Patients who are informed and engaged tend to have better outcomes, says HealthMaker Sean Strub, activist and founder of POZ Magazine. In this video, he elaborates on the importance of patient engagement with HIV.
Transcript
If someone looks to people who are surviving, you know, who are leading vital lives while managing a, you know,
very challenging lifelong health condition or a life-threatening condition, those examples are powerful and, I think,
inspire people to take more control in their life. [GENTLE MUSIC]
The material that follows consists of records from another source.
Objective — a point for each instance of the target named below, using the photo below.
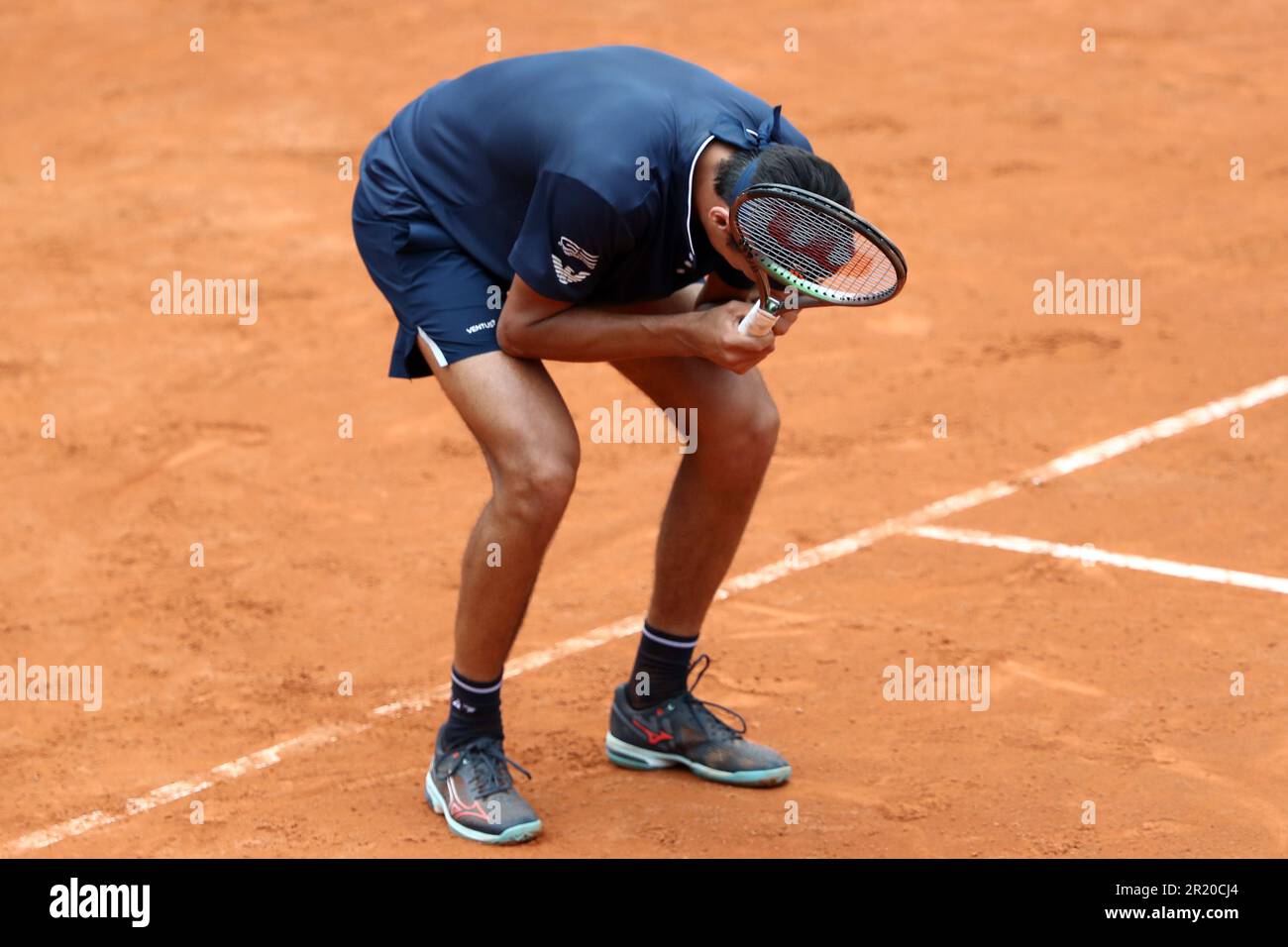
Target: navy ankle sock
(661, 667)
(476, 710)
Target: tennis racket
(816, 247)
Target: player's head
(776, 163)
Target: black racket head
(816, 245)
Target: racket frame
(763, 268)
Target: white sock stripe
(664, 641)
(475, 689)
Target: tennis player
(575, 206)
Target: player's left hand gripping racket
(814, 245)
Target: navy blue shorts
(437, 290)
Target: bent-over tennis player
(575, 206)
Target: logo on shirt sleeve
(565, 273)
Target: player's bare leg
(531, 449)
(715, 487)
(656, 722)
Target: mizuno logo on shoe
(653, 737)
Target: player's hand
(786, 320)
(719, 341)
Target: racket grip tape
(758, 321)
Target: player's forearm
(588, 334)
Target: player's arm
(715, 289)
(537, 326)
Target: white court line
(805, 560)
(1090, 554)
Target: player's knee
(756, 431)
(535, 486)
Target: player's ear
(719, 217)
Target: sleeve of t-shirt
(568, 240)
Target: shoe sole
(631, 757)
(514, 835)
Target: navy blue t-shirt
(574, 170)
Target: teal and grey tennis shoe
(683, 731)
(472, 788)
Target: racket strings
(815, 248)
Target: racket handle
(758, 321)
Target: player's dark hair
(785, 163)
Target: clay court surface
(329, 556)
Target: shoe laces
(488, 768)
(725, 729)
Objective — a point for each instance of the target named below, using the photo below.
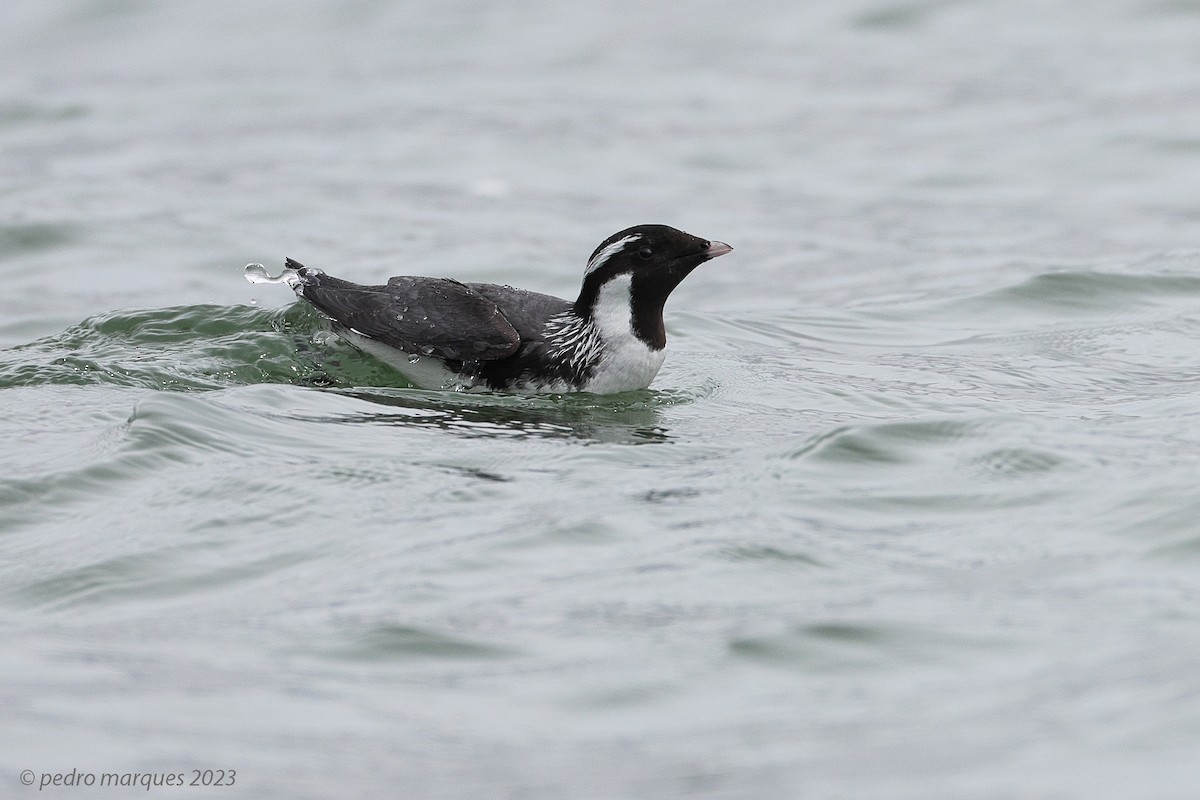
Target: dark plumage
(490, 336)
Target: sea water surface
(912, 510)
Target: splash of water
(258, 274)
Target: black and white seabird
(442, 334)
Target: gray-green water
(912, 510)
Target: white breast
(627, 362)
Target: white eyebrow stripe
(609, 252)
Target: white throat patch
(598, 260)
(628, 362)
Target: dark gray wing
(526, 311)
(433, 317)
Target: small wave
(186, 348)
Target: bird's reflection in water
(633, 417)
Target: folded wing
(435, 317)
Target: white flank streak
(607, 252)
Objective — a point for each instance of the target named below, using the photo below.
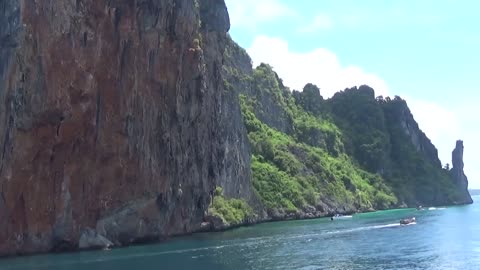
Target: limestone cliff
(112, 118)
(121, 120)
(458, 175)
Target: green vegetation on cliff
(231, 211)
(352, 152)
(307, 167)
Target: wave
(435, 208)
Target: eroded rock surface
(109, 119)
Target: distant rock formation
(458, 174)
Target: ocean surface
(442, 238)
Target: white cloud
(249, 13)
(444, 127)
(320, 67)
(319, 22)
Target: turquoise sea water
(443, 238)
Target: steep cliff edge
(130, 121)
(458, 175)
(112, 119)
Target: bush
(231, 211)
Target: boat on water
(407, 221)
(339, 216)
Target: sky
(425, 51)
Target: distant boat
(407, 221)
(338, 216)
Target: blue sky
(425, 51)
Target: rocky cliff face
(119, 118)
(111, 119)
(410, 127)
(458, 175)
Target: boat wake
(435, 208)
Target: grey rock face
(458, 174)
(90, 239)
(112, 119)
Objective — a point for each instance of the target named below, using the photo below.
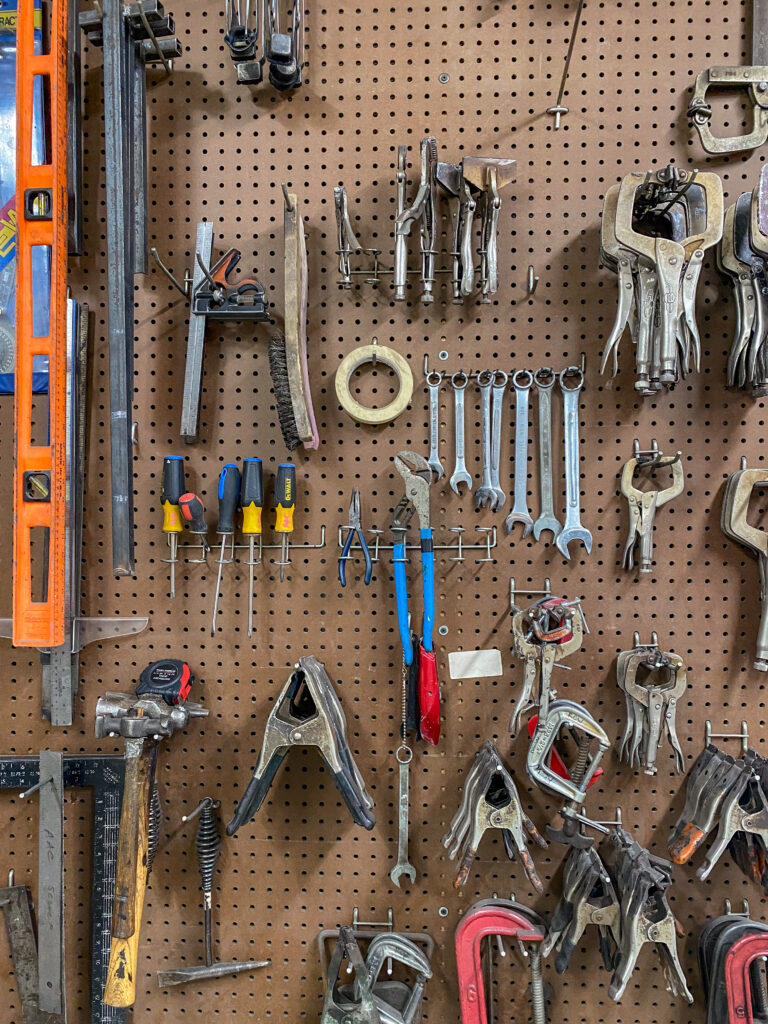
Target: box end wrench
(500, 386)
(459, 382)
(572, 530)
(434, 383)
(485, 495)
(545, 379)
(521, 381)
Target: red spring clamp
(485, 918)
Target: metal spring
(208, 843)
(153, 828)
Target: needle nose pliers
(417, 477)
(354, 528)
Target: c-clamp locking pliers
(643, 504)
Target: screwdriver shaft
(251, 540)
(218, 586)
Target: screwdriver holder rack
(487, 544)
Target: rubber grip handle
(285, 498)
(252, 496)
(194, 513)
(427, 572)
(173, 488)
(429, 696)
(228, 495)
(400, 593)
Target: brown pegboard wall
(220, 152)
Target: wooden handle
(121, 979)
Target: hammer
(158, 709)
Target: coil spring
(208, 842)
(153, 828)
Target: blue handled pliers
(417, 476)
(354, 529)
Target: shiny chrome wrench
(547, 518)
(460, 470)
(485, 495)
(434, 382)
(572, 530)
(500, 388)
(521, 381)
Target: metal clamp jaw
(755, 80)
(643, 504)
(735, 525)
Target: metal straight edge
(196, 340)
(50, 885)
(119, 82)
(138, 154)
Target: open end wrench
(485, 496)
(545, 381)
(500, 388)
(403, 865)
(572, 530)
(460, 471)
(434, 382)
(521, 381)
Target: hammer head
(142, 717)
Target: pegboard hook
(184, 289)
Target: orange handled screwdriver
(173, 488)
(285, 505)
(252, 502)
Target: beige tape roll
(356, 358)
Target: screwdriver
(228, 497)
(173, 488)
(194, 513)
(252, 501)
(285, 503)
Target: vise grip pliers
(417, 477)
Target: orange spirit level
(40, 468)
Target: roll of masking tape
(374, 354)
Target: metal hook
(187, 280)
(532, 282)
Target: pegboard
(479, 77)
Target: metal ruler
(102, 773)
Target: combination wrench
(521, 381)
(460, 471)
(500, 387)
(434, 381)
(485, 494)
(403, 865)
(545, 382)
(572, 530)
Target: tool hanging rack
(358, 99)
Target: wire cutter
(417, 476)
(354, 528)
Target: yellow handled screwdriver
(285, 504)
(252, 502)
(173, 488)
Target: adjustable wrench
(500, 387)
(572, 530)
(521, 382)
(547, 518)
(485, 495)
(434, 382)
(460, 471)
(403, 865)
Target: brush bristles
(282, 388)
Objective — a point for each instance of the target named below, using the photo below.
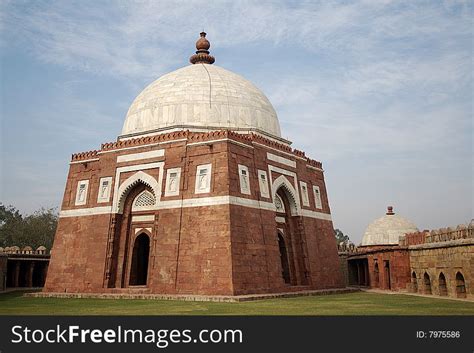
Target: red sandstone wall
(226, 249)
(399, 269)
(78, 255)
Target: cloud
(138, 39)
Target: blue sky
(379, 91)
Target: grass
(359, 303)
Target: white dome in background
(387, 229)
(201, 96)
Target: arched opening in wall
(120, 272)
(38, 275)
(285, 266)
(427, 283)
(24, 274)
(414, 283)
(442, 288)
(386, 266)
(376, 275)
(139, 267)
(460, 286)
(296, 252)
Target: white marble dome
(201, 96)
(387, 229)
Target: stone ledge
(191, 297)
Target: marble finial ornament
(202, 54)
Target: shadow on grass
(359, 303)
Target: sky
(380, 92)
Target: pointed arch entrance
(442, 288)
(285, 265)
(140, 256)
(292, 251)
(131, 238)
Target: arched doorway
(38, 275)
(376, 274)
(414, 283)
(427, 283)
(443, 289)
(121, 268)
(139, 267)
(386, 266)
(460, 286)
(285, 266)
(294, 257)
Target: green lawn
(359, 303)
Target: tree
(33, 230)
(340, 236)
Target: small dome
(203, 97)
(387, 229)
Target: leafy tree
(33, 230)
(340, 236)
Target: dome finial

I've long believed that whatever the health situation, that a patient who is informed and engaged and empowered
is going to live longer and have better health outcomes. That can't help but be the case.
The more informed I am about the mechanism of how a drug works, I think it works better, and maybe if I can, like,
visualize how it's working. And that engagement is not a single standard-- everybody has a different level of, sort of, engagement.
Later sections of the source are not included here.